Sibila il silenzio marcio di luce,
immobile come una bocca aperta
Tutto arde.
tutto trattiene il fiato.
Questa estate infucata è
una gabbia di fuoco
dove il tempo si disossa da sé.
Ndr
Perdonate l’intrusione
Ho scritto questo testo qualche notte fa, durante le forti raffiche di una Bora furiosa.
Ho immaginato quel vento cieco, arroventato da un sole impazzito, che scivola su erba secca e silenzi tesi. Ho lasciato che le immagini parlassero da sole.
Benché non si debba mai spiegare un proprio scritto, la reazione di un iscritto -più avvezzo a raccontare di Rottweiler che altro - è stata un commento che puzzava più di giudizio che di critica: “Interessante, ma un po’… fredda”.
Mi ha definita “banalotta” e “troppo ricercata” nello stesso respiro, aggiungendo che le immagini non trasmettono colori né forza. Ho trattenuto una risata: quell’ossimoro involontario meriterebbe di finire inciso su una targa.
Sarà forse un fine critico letterario nascosto tra queste pagine poetiche?
Può darsi. Ma ho capito che il problema non è il mio testo, ne il povero "critico " involontario.
È la lingua emotiva di gran parte di questo pubblico: amore, passione e dolore addomesticato sono quasi le uniche coordinate che riconoscono.
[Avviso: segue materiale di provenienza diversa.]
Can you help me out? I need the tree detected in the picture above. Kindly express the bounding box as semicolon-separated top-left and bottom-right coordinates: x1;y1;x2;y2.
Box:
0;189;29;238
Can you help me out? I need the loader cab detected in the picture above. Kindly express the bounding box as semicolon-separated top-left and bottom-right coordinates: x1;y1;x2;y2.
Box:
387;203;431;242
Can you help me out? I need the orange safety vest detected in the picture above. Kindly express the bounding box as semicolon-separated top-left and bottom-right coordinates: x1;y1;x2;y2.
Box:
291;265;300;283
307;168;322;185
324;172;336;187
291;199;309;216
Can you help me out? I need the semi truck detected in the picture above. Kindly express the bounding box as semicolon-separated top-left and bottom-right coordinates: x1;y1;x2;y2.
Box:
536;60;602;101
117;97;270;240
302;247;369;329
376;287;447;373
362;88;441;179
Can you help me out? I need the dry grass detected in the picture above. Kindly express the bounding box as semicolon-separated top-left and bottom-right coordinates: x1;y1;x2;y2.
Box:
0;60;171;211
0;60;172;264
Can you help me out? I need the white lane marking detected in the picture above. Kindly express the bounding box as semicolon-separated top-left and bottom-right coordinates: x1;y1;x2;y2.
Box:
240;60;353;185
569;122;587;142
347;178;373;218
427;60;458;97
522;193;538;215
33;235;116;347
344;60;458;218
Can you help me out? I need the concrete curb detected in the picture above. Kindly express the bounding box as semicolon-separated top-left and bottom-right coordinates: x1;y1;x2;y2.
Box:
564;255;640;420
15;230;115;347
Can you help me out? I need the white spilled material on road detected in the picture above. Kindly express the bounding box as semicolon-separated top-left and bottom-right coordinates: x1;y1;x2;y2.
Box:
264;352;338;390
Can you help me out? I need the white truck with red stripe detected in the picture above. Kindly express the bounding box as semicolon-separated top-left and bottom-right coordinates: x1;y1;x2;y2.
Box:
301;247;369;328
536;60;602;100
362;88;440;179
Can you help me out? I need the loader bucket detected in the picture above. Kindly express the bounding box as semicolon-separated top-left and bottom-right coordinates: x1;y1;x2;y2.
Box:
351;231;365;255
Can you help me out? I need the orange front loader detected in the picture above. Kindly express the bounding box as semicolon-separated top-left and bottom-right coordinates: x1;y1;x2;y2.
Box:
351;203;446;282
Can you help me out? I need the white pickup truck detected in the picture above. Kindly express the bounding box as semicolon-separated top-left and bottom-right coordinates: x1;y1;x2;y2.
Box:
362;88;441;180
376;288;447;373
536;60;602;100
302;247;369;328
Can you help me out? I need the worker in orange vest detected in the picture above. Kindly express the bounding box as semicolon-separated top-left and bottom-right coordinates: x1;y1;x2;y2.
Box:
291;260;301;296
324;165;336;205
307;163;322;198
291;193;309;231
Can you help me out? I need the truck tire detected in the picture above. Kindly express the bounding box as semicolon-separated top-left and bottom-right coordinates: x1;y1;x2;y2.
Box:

La poesia deve accarezzare, non graffiare; chiudersi con un tramonto, contorcersi nella sofferenza e rotolarsi in un amplesso furioso, non certo un chiodo arrugginito.
Io non scrivo più d’amore. Non per disprezzo, ma per rispetto. L’amore vero, se finisce in versi, dovrebbe avere addosso la ruggine e l’odore di pioggia, non il profumo del detersivo. E il dolore, se c’è, non si mette in vetrina: si tiene in tasca, insieme a uno scontrino stropicciato e ad un bottone senza giacca.
Così, quando porto poesie su vento, ruggine, gabbiani ladri o silenzi che sanno di benzina, mi guardano come si guarda un’opera astratta: “Eh… interessante… ma non scalda il cuore, non muove la pancia”.
E io penso che il cuore non è un termosifone.
La poesia è cosa seria: una lama, un sasso, una luce che acceca o un’ombra che ruba la strada. Non un gadget da tazza regalo.